Design Article
Safety, security set to drive embedded apps
Peter Clarke
3/3/2008 4:29 AM EST
But while a time-triggered protocol can provide deterministic delivery times for messages and control signals as part of a safety-aware design, it does not, of itself, provide security of data or program code. But Freescale for one is providing hardware assistance for cryptography on a broad range of its industrial microcontrollers and microprocessors with Ethernet.
"We have internal activity going on in a safety and security project," said Pia Huesch, a field applications engineer manager for Freescale.
Renesas Technology Corp. is introducing an initiative called R-Secure, which is making use of the security features found in the company’s smartcard microcontroller chips. Renesas has been in the smartcard microcontroller business for 15 years and reckons itself to be number two behind Infineon.
Vincent Mignard, marketing engineer with Renesas Technology Europe GmbH said that there is a growing awareness of the need for security and that it has to be addressed at some point in hardware. The Renesas R-Secure initiative plans to take the Renesas 16-bit smartcard microcontroller core and integrate it with application-specific peripherals and software to address particular markets.

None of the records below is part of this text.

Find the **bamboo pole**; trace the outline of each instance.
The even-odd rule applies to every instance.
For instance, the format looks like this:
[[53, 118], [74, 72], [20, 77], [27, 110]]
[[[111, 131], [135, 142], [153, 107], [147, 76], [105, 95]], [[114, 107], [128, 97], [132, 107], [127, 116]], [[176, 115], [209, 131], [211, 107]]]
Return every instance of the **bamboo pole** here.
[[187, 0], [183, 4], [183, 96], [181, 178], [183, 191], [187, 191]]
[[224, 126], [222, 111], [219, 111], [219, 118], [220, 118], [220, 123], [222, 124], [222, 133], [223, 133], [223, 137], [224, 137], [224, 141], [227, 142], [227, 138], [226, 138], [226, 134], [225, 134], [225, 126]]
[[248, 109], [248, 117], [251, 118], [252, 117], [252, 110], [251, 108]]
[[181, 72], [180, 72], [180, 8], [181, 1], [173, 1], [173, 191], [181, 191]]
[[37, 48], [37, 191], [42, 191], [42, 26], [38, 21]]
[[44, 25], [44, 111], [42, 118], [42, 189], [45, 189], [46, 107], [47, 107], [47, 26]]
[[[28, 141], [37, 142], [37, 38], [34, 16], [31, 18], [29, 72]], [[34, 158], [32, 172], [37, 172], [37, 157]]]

"The first application is power metering. At the moment there is almost no security but most of the utility companies have plans to introduce powerline communications to collect usage data. Customer data is sensitive," he said.
Mignard said many utility companies plan to build out from basic metrology to offering security and safety services to customers, such as the ability to detect unusual usage or lack of usage which might signal a problem in an elderly person’s home.
Authentication and anti-counterfeiting is another business opportunity for R-Secure, said Mignard pointing out that it could be worth fitting a unique identifier to prevent counterfeiting to something as simple as a printer cartridge. So far, Mignard said, Renesas was only addressing the smart metering application and adding serial buses such as SPI rather than Ethernet. Mignard said the R-Secure initiative could move out to certain automotive applications in time.
ARM Holdings plc (Cambridge, England) also has experience of adding security to the cores it licenses to semiconductor companies. ARM offers a dedicated series of cores for smartcard applications, such as SIMs, and its TrustZone technology to support secure data for financial transactions on mobile phones.
Haydn Povey, product manager for deeply embedded CPUs at ARM, took a different position saying that although there is a greater awareness of security in networked embedded applications, and moves from 64-bit encryption to 128-bit, that security is often catered for in software. Povey said ARM licensees had benefitted as this had driven many embedded applications from 8- and 16-bit microcontrollers and on to 32-bit devices.
"Designers often use hardware at first but then the technology tends to move back into software," said Povey.
Mignard of Renesas protested that everything could not be done in software. "Where do you store the codes, the keys, the secrets?" he said.